Courting The Widow

Nad Sylvan est apparu dans le paysage médiatique en 2008 avec un disque du duo Unifaun dans lequel on retrouve des sonorités fortement inspirées des œuvres de Genesis. La voix de Sylvan se situant entre celles de Peter Gabriel et de Phil Collins, il est d’autant plus facile de faire le lien entre les deux formations. Le chanteur multi-instrumentiste n’a pas chômé depuis puisqu’il a rapidement été recruté par Roine Stolt pour former Agents of Mercy avec qui il a réalisé trois CD entre 2009 et 2011. La troupe avait d’ailleurs fait partie de la programmation 2011 du Festival Terra Incognita. Lorsque Stolt a remis Flower Kings sur les rails, Sylvan n’a pas été pris au dépourvu puisque qu’il a rejoint Steve Hackett pour le projet Genesis Revisited II. Avec un tel timbre de voix, il devenait un choix judicieux pour l’incroyable tournée qui a duré près de trois ans et qui a donné lieu à la parution de deux coffrets CD et DVD. La visibilité obtenue de ces dernières expériences a convaincu InsideOut de miser sur l’artiste en le soutenant dans son projet d’album. Elle lui a aussi donné la chance de s’entourer de la crème des musiciens de la scène progressive actuelle qui sont devenus ses amis au fil des ans. Parmi les plus prestigieux, on retrouve bien sûr Steve Hackett sur quelques titres, Roine Stolt, Nick Beggs, Jonas Reingold, Nick D'Virgilio, Gary O'Toole, Doane Perry et Rob Townsend. Malgré cette prestigieuse brochette de collaborateurs, Sylvan ne s’est pas contenté de chanter. En plus d’être responsable de tous les textes et musiques, des orchestrations, des arrangements et de la réalisation, le maitre d’œuvre joue des guitares acoustiques et électriques et de nombreux claviers. «Courting The Widow», le troisième album de Nad Sylvan sous son nom après «The Life Of A Housewife» en 1997 et «Sylvanite» en 2003, est un album concept sur une histoire de vampire qui voyage sur un bateau dans le but de rentrer chez lui et de courtiser une veuve. Bien que l’album s’accompagne d’un luxueux livret abondamment illustré, peut-on dire que le ramage se rapporte au plumage?

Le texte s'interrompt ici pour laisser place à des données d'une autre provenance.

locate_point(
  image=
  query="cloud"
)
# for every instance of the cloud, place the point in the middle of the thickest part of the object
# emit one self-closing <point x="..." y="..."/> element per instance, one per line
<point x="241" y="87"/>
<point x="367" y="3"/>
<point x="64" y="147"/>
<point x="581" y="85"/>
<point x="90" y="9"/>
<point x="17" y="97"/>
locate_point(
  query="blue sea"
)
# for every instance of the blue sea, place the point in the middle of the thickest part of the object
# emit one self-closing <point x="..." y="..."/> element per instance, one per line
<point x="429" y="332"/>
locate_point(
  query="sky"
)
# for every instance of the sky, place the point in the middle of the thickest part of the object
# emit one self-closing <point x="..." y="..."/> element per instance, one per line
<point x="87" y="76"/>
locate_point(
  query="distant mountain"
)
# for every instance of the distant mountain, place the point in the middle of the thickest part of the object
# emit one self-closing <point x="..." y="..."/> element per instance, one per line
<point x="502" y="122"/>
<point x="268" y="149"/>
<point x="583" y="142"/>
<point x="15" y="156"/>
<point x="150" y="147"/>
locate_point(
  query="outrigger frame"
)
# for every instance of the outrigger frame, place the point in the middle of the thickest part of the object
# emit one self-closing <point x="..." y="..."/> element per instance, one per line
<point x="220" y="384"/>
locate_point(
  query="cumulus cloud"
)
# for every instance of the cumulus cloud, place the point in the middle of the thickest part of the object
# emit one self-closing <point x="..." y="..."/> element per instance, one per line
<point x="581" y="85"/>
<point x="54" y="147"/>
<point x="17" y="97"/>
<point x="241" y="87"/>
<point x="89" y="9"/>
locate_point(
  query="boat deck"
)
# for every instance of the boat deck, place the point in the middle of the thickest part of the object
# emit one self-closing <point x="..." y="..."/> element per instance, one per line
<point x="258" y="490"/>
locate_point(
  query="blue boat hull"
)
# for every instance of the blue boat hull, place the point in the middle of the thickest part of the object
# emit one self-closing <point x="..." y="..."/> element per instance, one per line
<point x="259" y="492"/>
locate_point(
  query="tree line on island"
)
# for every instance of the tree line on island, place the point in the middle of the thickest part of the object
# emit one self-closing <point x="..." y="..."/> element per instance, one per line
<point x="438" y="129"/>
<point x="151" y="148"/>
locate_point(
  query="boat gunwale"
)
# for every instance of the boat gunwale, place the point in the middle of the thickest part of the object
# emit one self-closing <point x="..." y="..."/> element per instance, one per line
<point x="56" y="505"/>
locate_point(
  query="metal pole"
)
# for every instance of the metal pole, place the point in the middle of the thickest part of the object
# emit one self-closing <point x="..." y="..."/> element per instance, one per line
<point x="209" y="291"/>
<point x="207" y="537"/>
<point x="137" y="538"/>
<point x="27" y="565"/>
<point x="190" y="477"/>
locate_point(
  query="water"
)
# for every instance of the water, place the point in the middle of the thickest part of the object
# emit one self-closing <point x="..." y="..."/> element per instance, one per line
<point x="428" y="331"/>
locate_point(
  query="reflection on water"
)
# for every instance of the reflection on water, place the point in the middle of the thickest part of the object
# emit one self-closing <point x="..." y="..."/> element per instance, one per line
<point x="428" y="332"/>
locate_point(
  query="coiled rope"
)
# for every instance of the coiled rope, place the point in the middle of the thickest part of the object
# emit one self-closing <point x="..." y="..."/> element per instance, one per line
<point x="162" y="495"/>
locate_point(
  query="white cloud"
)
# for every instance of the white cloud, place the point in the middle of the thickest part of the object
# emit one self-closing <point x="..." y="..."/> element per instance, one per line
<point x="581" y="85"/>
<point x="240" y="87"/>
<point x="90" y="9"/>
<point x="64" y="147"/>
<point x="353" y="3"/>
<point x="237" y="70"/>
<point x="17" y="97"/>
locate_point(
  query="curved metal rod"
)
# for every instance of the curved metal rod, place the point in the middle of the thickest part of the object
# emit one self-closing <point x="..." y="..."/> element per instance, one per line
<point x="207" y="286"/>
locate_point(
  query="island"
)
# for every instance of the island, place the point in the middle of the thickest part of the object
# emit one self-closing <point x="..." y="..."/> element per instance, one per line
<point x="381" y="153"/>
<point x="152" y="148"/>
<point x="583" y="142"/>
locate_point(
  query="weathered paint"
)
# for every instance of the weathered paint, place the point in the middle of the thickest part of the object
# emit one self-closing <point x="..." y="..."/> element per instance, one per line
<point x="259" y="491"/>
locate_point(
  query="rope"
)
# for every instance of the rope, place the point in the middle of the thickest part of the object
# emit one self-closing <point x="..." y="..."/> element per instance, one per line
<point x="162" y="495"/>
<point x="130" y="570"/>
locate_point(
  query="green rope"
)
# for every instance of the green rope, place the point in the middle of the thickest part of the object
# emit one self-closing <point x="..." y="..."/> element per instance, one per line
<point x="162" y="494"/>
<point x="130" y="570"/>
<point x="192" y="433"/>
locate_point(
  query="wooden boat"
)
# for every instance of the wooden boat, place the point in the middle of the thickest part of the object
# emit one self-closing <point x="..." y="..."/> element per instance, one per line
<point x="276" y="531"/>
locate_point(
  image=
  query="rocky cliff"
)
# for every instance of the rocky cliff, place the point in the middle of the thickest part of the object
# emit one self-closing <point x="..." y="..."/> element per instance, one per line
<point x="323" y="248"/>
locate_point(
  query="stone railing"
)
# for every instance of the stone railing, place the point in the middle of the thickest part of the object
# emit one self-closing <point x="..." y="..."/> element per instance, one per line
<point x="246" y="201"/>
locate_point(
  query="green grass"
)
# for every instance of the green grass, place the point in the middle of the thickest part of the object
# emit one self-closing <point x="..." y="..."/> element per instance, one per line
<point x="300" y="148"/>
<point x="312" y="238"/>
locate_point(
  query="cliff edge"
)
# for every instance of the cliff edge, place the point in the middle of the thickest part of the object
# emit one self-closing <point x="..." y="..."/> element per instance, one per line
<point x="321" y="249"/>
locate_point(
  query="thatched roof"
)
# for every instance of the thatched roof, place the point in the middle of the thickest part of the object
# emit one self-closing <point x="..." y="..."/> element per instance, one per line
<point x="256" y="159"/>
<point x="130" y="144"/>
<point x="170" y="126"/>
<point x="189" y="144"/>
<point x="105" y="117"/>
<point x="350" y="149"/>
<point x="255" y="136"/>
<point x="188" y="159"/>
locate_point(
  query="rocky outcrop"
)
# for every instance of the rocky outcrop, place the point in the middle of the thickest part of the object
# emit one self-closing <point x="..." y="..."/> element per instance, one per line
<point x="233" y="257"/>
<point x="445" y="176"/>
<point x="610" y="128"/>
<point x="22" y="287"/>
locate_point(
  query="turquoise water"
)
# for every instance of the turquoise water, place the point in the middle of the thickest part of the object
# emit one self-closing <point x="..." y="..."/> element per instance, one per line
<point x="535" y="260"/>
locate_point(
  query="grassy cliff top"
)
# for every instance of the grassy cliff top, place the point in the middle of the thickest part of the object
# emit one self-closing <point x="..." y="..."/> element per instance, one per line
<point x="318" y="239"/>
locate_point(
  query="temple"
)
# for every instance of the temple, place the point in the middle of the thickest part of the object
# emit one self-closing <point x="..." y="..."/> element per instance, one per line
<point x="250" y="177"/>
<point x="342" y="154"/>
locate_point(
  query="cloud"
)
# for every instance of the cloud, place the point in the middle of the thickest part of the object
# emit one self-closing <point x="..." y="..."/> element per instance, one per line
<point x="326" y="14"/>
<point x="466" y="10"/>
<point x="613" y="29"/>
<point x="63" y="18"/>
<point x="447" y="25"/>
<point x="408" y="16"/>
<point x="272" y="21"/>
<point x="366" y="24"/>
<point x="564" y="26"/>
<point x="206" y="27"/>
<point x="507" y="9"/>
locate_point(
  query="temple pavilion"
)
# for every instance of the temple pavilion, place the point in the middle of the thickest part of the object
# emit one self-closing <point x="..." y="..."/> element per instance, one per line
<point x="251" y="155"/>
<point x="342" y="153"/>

À première vue, oui. Composé de 8 pièces qui totalisent 70 minutes, l’œuvre est dans la pure tradition d’un progressif seventies symphonique, complexe et ambitieux avec une belle constance qualitative sur la durée, ce qui n’exclut pas des moments plus forts comme la délicieuse «Echoes Of Ekwabet» mélancolique à souhait avec une introduction au mellotron et une partie de flute de Rob Townsend, un discret musicien dont les interventions sont toujours pertinentes. Et que dire de la finale où intervient un solo de guitare bien senti et digne d’un grand guitariste. Et pourtant, selon les crédits de ce titre, la guitare électrique est jouée par Sylvan lui-même bien qu’elle sonne à s’y méprendre comme du Steve Hackett. La pièce d’introduction, «Carry Me Home» et son tempo moyen est une belle gâterie, également. La basse de Nick Beggs, toujours efficace et facilement reconnaissable, les nappes de mellotron, le solo de Steve Hackett et le chant de Sylvan forment un tout hautement attractif. La pièce titre qui suit ne manque pas de charme non plus avec des ingrédients similaires utilisés avec des nuances raffinées. Les jeux de voix sont ici très développés. Placé en milieu de parcours, l’épique «To Turn The Other Side» et ses 22 minutes, débute sur des notes de piano électrique. Sylvan exploite ici une grande quantité de claviers qui sont d’ailleurs à l’honneur sur l’ensemble du disque. On passe rapidement d’une ambiance un peu sinistre à un rythme plutôt léger. C’est une pièce assez étrange qui demande quelques écoutes pour commencer à saisir la démarche de l’auteur. On retrouve, dans le dernier quart, un beau passage instrumental qui donne lieu à des échanges entre les différents claviers. L’utilisation d’un violon sur «The Killing Of The Calm» et du saxophone sur «Long Slow Crash Landing» contribuent à varier les ambiances et à tenir l’intérêt de l’auditeur. Captivant sur sa longueur, «Courting The Widow» est assurément une réussite qui nous fait réaliser le plein potentiel de Nad Sylvan qui est beaucoup plus qu’un simple interprète, aussi bon soit-il à ce poste.
La maitrise instrumentale et vocale est sans reproche bien qu’avec une équipe pareille, on ne s’en surprendra guère. Quant à l’évidente référence à Genesis, je ne vois pas trop qui pourrait s’en formaliser quand le résultat est de ce calibre. Et maintenant, a-t-on besoin de répondre à la question posée plus tôt?